German Chancellor Angela Merkel this Monday vowed to "win back trust" of voters over the handling of the migrant crisis after her party lost votes to the Action for Germany (AfD) party in a state election. The far-right party clinched almost 21 percent of the vote in the regional parliament of Mecklenburg-Vorpommern state on Sunday.
Merkel's right-wing Christian Democratic Union (CDU) was never expected to win this election. And it came in third with just 19 percent of the vote, behind the AfD at 21 percent and the Social Democrats (SPD) at 30 percent.
This is a shock for the German leader because the Islamophobic AfD, founded just over three years ago, is now represented in nine out of Germany's 16 state parliaments.
"In term of political symbolism it's definitely an earthquake," says Thorsten Benner, the director of the Global Public Policy Institute. "For her party, in her home state to come after the AfD is humiliating. It was also quite symbolic that Merkel was hit by the news as she was at the G20 summit in China. She'll have a lot of troubles in the next few weeks, as many in her party about upcoming elections."
The AfD's showing is widely blamed on Merkel's decision to accept one million refugees last year. The decision became even more controversial after sexual assaults blamed on north African men on New Year's Eve and a series of bloody attacks this summer, some claimed by the Islamic State armed group.
There's a sense, amongst part of the German population, that Germany cannot manage to integrate those refugees, despite what Merkel has promised.
"I think the AfD is essentially a single-issue party," says Marcel Dirsus, a political scientist at Kiel University. "It used to be about the euro crisis and the euro in general. But now it's basically all about refugees. When you ask why people vote for the AfD, they always say they're scared that so many refugees are in the country and scared of the spread of Islam that these people supposedly bring."
This is a worrying trend for Merkel. First it means the CSU, the CDU's sister party in Bavaria, will step up demands for the German leader to change her refugee policy. And, much like France's National Front, the AfD managed to steal voters from both left-wing and right-wing parties and to get people who normally don't vote to cast their ballots.
The populist party is the first to establish itself in the German political landscape since World War II, after decades in which no such party crossed the five percent hurdle to enter national parliament.

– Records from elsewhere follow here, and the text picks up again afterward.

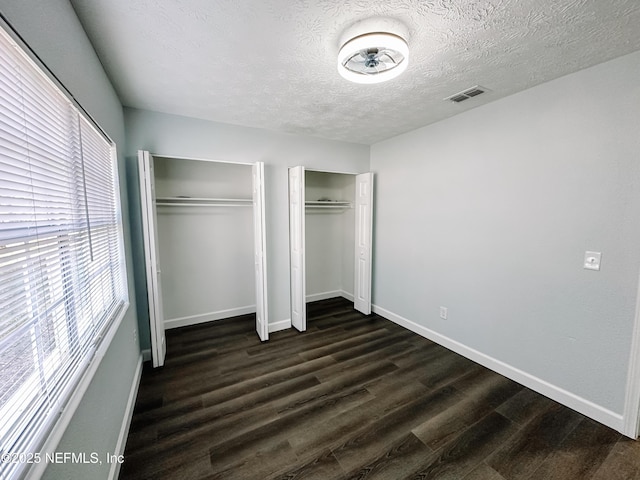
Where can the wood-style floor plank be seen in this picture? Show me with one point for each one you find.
(354, 397)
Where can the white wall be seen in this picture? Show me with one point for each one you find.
(490, 213)
(188, 137)
(52, 29)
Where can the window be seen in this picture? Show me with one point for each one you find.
(62, 279)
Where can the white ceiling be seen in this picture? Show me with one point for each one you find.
(272, 63)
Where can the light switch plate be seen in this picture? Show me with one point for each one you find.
(592, 260)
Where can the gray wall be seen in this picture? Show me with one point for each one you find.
(188, 137)
(51, 28)
(490, 213)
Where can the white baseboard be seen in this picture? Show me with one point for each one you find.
(280, 325)
(571, 400)
(208, 317)
(347, 295)
(126, 421)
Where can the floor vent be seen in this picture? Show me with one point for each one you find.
(467, 94)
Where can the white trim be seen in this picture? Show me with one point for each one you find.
(126, 420)
(280, 325)
(69, 410)
(314, 297)
(208, 317)
(146, 355)
(571, 400)
(631, 412)
(196, 159)
(326, 295)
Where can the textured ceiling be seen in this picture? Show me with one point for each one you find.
(272, 63)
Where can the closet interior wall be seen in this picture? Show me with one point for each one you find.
(329, 235)
(206, 252)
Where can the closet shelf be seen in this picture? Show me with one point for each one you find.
(328, 204)
(203, 202)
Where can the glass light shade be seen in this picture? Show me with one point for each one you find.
(373, 58)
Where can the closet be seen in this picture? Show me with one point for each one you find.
(204, 240)
(330, 237)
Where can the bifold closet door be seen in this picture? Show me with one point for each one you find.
(364, 236)
(296, 248)
(150, 235)
(262, 322)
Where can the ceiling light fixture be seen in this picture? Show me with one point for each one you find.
(373, 57)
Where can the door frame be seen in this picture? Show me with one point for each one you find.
(297, 229)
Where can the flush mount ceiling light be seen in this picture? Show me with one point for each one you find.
(373, 57)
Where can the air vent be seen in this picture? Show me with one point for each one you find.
(467, 94)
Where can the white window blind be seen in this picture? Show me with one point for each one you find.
(61, 262)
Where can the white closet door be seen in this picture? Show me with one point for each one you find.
(364, 235)
(150, 234)
(262, 321)
(296, 247)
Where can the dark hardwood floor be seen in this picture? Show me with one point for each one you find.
(354, 397)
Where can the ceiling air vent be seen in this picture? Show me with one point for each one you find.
(467, 94)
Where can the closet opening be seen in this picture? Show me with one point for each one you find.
(204, 236)
(330, 227)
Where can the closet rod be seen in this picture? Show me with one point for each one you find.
(170, 204)
(328, 206)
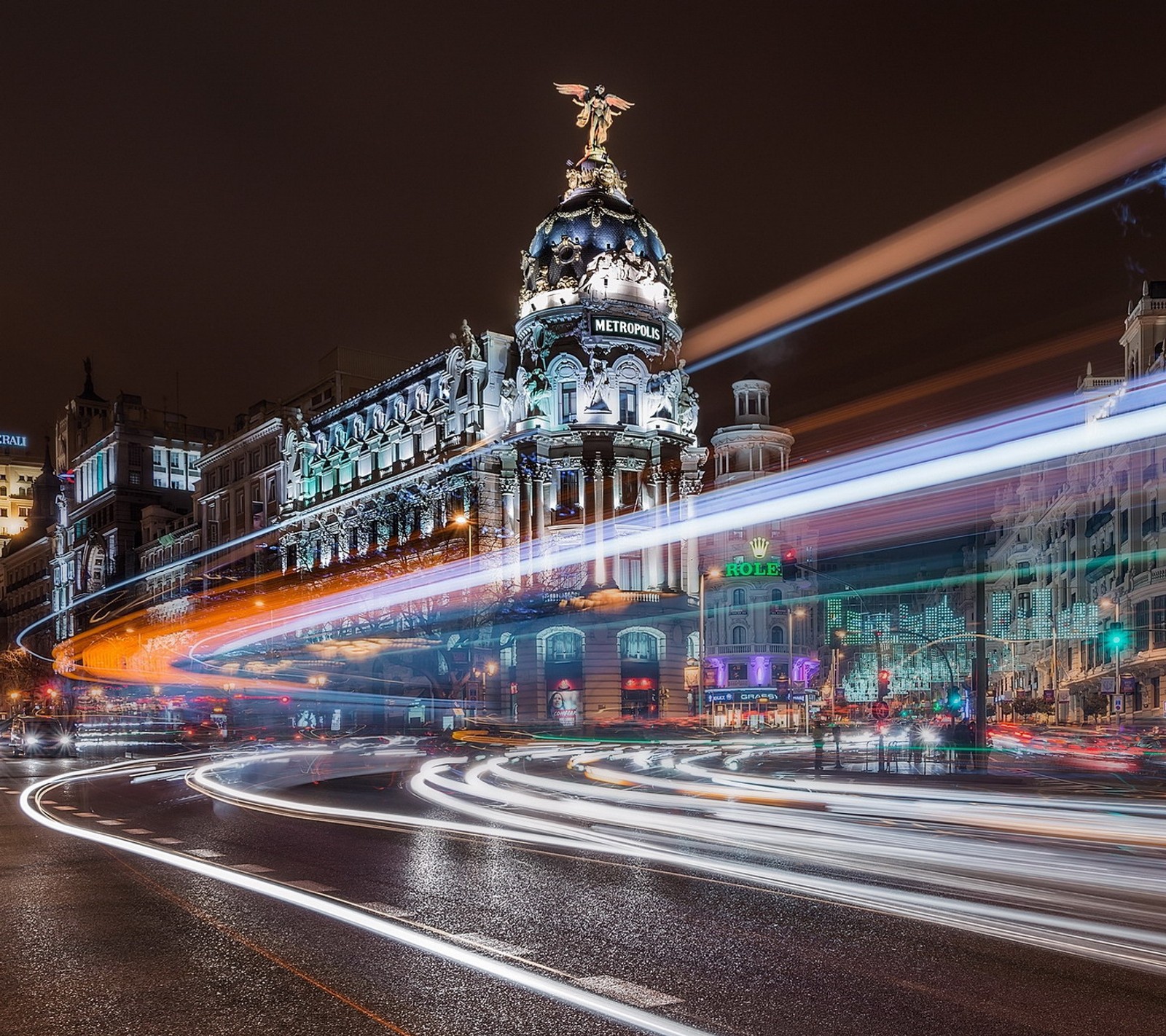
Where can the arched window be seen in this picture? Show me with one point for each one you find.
(639, 645)
(563, 647)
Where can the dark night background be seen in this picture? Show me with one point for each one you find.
(213, 195)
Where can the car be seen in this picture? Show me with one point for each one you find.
(42, 736)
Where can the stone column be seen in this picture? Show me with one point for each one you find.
(600, 568)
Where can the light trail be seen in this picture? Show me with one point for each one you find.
(1111, 907)
(32, 803)
(915, 253)
(952, 460)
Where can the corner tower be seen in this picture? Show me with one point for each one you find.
(604, 417)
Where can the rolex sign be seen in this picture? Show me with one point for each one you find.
(650, 331)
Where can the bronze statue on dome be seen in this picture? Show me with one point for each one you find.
(598, 109)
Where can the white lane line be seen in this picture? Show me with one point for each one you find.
(493, 946)
(385, 911)
(627, 992)
(312, 886)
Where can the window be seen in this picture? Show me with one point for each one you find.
(567, 402)
(629, 489)
(563, 647)
(568, 489)
(627, 404)
(639, 645)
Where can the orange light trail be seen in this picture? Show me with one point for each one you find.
(1107, 159)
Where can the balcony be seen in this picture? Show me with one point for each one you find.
(1100, 519)
(1097, 567)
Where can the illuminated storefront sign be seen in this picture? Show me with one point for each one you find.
(627, 328)
(767, 568)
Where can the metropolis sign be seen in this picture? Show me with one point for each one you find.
(627, 328)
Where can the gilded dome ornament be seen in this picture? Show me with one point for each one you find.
(598, 110)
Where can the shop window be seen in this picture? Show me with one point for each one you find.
(639, 645)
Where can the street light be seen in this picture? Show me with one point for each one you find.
(1116, 637)
(464, 520)
(700, 678)
(790, 620)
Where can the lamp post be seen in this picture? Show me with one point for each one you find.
(1116, 643)
(464, 520)
(790, 621)
(700, 635)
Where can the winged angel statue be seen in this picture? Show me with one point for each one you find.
(598, 110)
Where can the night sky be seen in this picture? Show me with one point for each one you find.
(206, 197)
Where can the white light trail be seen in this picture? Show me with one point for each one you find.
(349, 914)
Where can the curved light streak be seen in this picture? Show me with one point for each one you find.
(31, 802)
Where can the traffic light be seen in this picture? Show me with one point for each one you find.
(789, 563)
(1117, 637)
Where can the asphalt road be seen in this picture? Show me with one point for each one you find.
(101, 942)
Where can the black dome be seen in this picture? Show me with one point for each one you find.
(587, 223)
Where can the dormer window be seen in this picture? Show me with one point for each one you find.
(568, 402)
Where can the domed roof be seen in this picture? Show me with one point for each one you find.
(592, 218)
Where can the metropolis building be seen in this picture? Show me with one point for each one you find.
(516, 449)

Merkel defends migrant decision
"She will likely plough on but she'll try to make a better communication effort," says Thorsten Benner. "One of the startling thing is that, with regard to refugees, she has changed her policy quite significantly over the past year. She's now all about securing the EU's external borders, keeping as many migrants out as possible ... She hasn't communicated as forcefully as she could have on this because she was probably afraid of admiting she had changed course."
While Merkel on Monday accepted responsibility for the result, she still argues her choice of opening Germany's borders was the right one.
But she has to think about next year's federal elections and whether she will try to stay in the leader's seat. Merkel has not said anything yet but she is expected to run for a fourth term.
At national level the AfD is now polling at 14 percent according to a September survey, an increase of 10 points this year.
But Merkel still has strong personal support.
"People are saying that she's in crisis but she gets approval ratings that just about any other Western leader could only dream about," notes Marcel Dirsus. "I think there's really a split, because there's is a sense of crisis among some people and that she is to blame. But on the other hand, you have people saying 'Yes there might a crisis but in this moment we should turn to someone who has a steady hand'. And she embodies that perfectly."